Hangi toplum olursa olsun zeki insanların oranının, biyolojik olarak verili bir sınırı vardır ve çok küçüktür. Binde birlerle hatta daha zekicelerine bakarsak on binde birlerle ölçülür.
Durum dindarlar için farklı değildir. Psikolojik bir özellik olarak zekanın nasıl biyolojik sınırları varsa, yine psikolojik bir özellik olan dindarlığın da biyolojik olarak verili sınırları vardır. Dindarların da hangi toplum olursa olsun, biyolojik olarak verili oranı çok küçüktür; binde birlerle hatta daha katı dindarlara bakarsak on binde birlerle ölçülür.
Dindarlık nasıl ölçülecek diye sorulursa, dinsel davranışın diğer çeşitleri de işin içine katılarak daha genel bir endeksleme yapılabilir ama burada basitlik olsun diye şöyle diyebilirim ki müslümanlık bakımından dindarlık, derece derece, bayram namazlarına gitmek, cuma namazlarına gitmek, vakit namazlarını kılmayla endekslenebilir.

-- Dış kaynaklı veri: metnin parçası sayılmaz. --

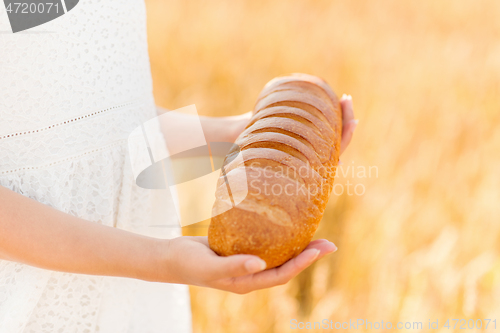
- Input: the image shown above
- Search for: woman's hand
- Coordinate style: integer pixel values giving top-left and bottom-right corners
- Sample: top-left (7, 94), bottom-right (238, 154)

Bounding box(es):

Zeki insanların biyolojik olarak verili oranı, marjdaki değişimler yokumsanırsa toplumsal olarak değiştirilemez. Böyle bir girişim, ancak zeki insanlar konusunda toplumsal olarak yanılmayı doğurur. Toplumda -en azından kısmen- zeki olmayanlar hatta geri zekalı olanlar deha kabul edilmeye başlanır. Dolayısıyla beklenen toplumsal sonuçlar elde edilemez, hatta tam tersi sonuçlar çıkar.
Dindarlık da durum farklı mıdır dersin? Hayır, tersine toplum zaman geçtikçe daha yoğun biçimde Allahsızların dindar kabul edildiği bir toplum olur. Dolayısıyla beklenen toplumsal sonuçlar elde edilemez, hatta tam tersi sonuçlar çıkar.
Toplumu ister zeka, isterse dindarlık bakımından olsun -örneğin askeri stratejist bir akılla- zorlamak sonuç getirmez. Toplumu kendi haline bırakmak gerekir.